Question: If any unified report has to be discarded and needs a new report  – how to do it?

Answer: Just select the upload and choose again the action “Unified Report”.

Question: Can we mark a folder as nonfunctional? like DOC , BUILD folders?

Answer: Maybe => Clearing decision type: Irrelevant, On folder level, this can be selected in the license browser view for each folder at the end of each row by clicking “Edit”.

Question: How do we replace the license by NOMOS text with actual license text during clearing itself?

Answer: For each license row in the clearing decisions table, a custom license text can be added by clicking into the cell.

Question: What is the difference between edit and bulk in the license browser hierarchy view?

Answer: Bulk considers a text phrase and edit does not.
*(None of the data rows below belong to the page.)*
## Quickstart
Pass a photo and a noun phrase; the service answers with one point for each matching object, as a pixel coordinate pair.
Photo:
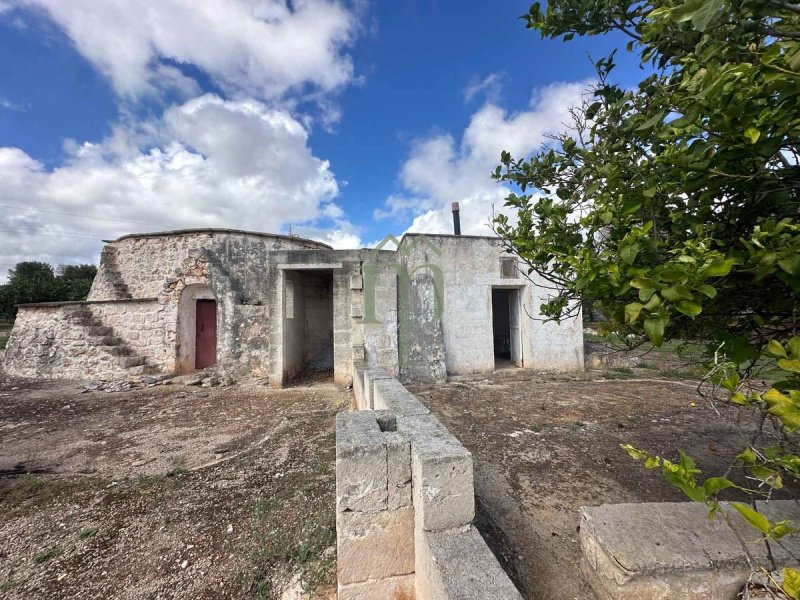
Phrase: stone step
(119, 350)
(126, 362)
(100, 330)
(104, 340)
(144, 370)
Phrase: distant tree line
(40, 282)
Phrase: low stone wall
(405, 503)
(83, 340)
(672, 551)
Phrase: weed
(46, 555)
(44, 491)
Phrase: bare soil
(166, 492)
(543, 448)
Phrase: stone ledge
(458, 565)
(390, 394)
(671, 550)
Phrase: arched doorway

Edit does flatly set all files in the folder.

Question: What is the difference between “irrelevant” and “no license known”?

Answer: (Look at the tool tips) “No license known”: Even after review, no license relevant information can be determined and “Irrelevant”: There is license relevant information, but this is not relevant information for the clearing of this file (for example, files that are not used at all and also not distributed)

Question: In the list view of uploads, how do I add a comment to an upload?

Answer: Double click into the referring cell.

Installation

Question: How do I change my password?

Answer: Go to menu “Admin”, select sub menu “Users”, select sub menu item “Edit user account”.

Question: My uploads are not visible by others, why?

Answer: The uploads are visible per group, mostly depending on the visibility settings at upload. For each user also a per-user group is created (similar to unix / posix file systems with groups based access model). If you have selected your per-user group, where you are the only member, only you can see your uploads, clearing decisions, etc. In order to share your activities with others, please make sure that your main working group is selected. Or, at upload you can select another visibility level for this uploaded file.

Question: I have installed from source, but cannot reach the FOSSology application under port 8081, what is wrong?

Answer: At source install, the Apache Web server is installed on the host machine (the machine also FOSSology is installed on) and thus it needs to be called on the host, which is usually at port 80.

Port 8081 is in use for docker and vagrant installations. In this installation FOSSology runs as guest in a virtualised environmet. For these environments,  port 80 of the Apache Web server in the guest machine is mapped to port 8081 on the host, so it will not interfere with any deployed http services on port 80 on the host machine.

Question: Sometimes the speed is very slow. It took 10 minutes to generate the report?

Answer: Because, jobs can be scheduled only at the number of available cores, subsequent jobs are in the queue. Normally, the generation of report generation will happen after some time.

FOSSology’s Capabilities

Question: Does this tool detect GPL violations in commercial software?

Answer: There are a *lot* of clauses in the GPL, and the clauses where FOSSology
helps with compliance are, admittedly, not the ones that are most often
violated today. For example, if you have a binary that may have GPL’d code
in it (i.e., a straight-up GPLv2§3 / GPLv3§6 violation): FOSSology cannot
determine the libraries used for creating the binary; you need a
binary analysis tool. (For example, just use ‘binwalk’ and ‘strings’ for
that situation.)

More generally, working backwards from a known-violating binary,
FOSSology can’t *directly* help you figure out the proper complete,
Corresponding Source (CCS) that is needed to resolve that violation. CCS
release construction, particularly when done in a post hoc fashion, is
something only a human can do. But FOSSology assists in those situations.

For example, FOSSology will do an excellent job finding what are called
“license incompatibility violations”, such as when you have a code base that
has combined code that says “non-commercial-use only” with GPL’d software.

FOSSology can be also used to compare the licensing information from the
public upstream project with the sources provided, to be sure that license
notices have not been surreptitiously modified.